Он надел спортивные шорты и кроссовки и немного постоял так, как бы не зная, что делать дальше.
«Пожалуй, сделаю круг на велосипеде, – решил он. – Это меня утомит».
«Время – за полночь, – сказала Эдит, – и на твоем велосипеде нет фар».
«Встречные машины я увижу. Или услышу, если они вздумают подкрадываться с погашенными фарами».
«Чего бы они стали это делать?» – спросила Эдит.
«Не знаю! – крикнул он. – А чего вот я делаю это?»
«Не знаю», – призналась Эдит.
Писатель – я, подумала она. Мне бы обладать его энергией. И быть такой же сумасшедшей.
Но я не думаю, что кто-то из них осознавал, в чем дело. Когда я сказал Северину, что сочувствую его бессоннице, он заявил, что я ничего не понял.
– Я ведь не ты, – сказал он. – Я вообще не мог спать. Я шел и брал велосипед. Вот так это и началось.
Была теплая ночь ранней осени. Он проехал через спящие окраины, его гоночный велосипед – вжик-вжик – прострекотал мимо людей, мирно отдыхающих в своих кроватях. Только несколько окон светилось, и там он притормаживал, но разглядеть ничего не мог.
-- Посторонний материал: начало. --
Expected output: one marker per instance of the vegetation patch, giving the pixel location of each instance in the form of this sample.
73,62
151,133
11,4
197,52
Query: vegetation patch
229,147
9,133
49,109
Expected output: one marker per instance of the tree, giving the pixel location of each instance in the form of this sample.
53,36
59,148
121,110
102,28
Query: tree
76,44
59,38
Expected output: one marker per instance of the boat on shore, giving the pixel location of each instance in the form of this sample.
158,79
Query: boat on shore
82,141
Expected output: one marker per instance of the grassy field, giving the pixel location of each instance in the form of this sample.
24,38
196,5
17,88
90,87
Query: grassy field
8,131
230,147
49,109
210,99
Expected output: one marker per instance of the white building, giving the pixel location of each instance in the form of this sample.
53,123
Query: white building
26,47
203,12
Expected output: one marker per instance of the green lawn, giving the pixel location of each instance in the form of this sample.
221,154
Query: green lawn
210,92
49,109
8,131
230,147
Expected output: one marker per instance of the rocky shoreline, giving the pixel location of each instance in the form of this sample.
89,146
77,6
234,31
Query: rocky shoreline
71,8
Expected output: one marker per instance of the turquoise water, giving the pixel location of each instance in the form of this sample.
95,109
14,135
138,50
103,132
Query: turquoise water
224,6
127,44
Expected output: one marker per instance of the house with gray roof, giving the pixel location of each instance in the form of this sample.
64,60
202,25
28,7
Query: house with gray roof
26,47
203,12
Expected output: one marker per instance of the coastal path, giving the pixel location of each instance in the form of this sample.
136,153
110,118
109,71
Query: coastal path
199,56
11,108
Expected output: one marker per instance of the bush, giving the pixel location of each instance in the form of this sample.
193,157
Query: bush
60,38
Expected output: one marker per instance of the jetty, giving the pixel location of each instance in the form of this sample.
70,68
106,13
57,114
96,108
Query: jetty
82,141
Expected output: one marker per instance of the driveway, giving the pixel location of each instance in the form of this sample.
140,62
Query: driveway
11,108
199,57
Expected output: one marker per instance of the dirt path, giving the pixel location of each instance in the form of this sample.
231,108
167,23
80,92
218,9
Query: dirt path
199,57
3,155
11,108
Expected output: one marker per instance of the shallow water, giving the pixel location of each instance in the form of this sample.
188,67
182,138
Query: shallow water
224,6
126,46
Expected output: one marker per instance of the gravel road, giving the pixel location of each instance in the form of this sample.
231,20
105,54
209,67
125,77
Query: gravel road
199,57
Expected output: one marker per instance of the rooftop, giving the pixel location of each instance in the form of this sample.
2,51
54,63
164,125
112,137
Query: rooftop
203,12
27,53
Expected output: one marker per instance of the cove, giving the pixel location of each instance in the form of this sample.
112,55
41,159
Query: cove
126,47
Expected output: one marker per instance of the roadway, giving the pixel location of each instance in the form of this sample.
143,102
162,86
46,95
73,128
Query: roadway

Он был рад, что едет без огней, это делало путешествие более тайным. В городе он ехал вплотную к тротуару, а за городом мог услышать шум редких машин и просто съехать с дороги. В ту первую ночь он проехал много миль – исколесив всю университетскую территорию, он направился за город, а потом обратно. Уже почти наступило утро, когда он отпер спортивный зал и завел велосипед в раздевалку. Он надел борцовский халат, вошел в зал, лег на большой теплый мат и проспал до тех пор, пока солнце не пробилось через стеклянную крышу и не разбудило его. Он посидел в сауне, искупался и приехал домой как раз вовремя, чтобы принести завтрак Эдит в постель.
«Это было чудесно! – сказал он ей. – Как раз то, что мне нужно».
Однако это не помогло. Несколько ночей спустя он снова мерил шагами дом. Снаружи, притаившись около садовой беседки, стоял его белый гоночный велосипед и слегка светился в лунном сиянии, похожий на поджарого призрачного пса. «Он ждет меня», – сказал Северин Эдит. Вскоре три-четыре ночи в неделю он стал проводить на велопрогулках. Как часто бывало с Северином, он превратил привычку в испытание на выносливость. Он ставил рекорды дальности, выбирая отдаленные городки и стараясь вернуться до рассвета. Так он дошел до прогулок в сорок миль. Но до зари всегда успевал хоть часок поспать в борцовском зале.
Эдит не возражала. Он занимался с ней любовью перед уходом и возвращался домой еще до того, как она просыпалась; свежий после купания и сауны, он часто будил ее так же, как и прощался. Раз в неделю недостаток сна сокрушал его, так что после ужина он впадал в спячку и дрых до середины следующего дня. Просто физиология брала свое.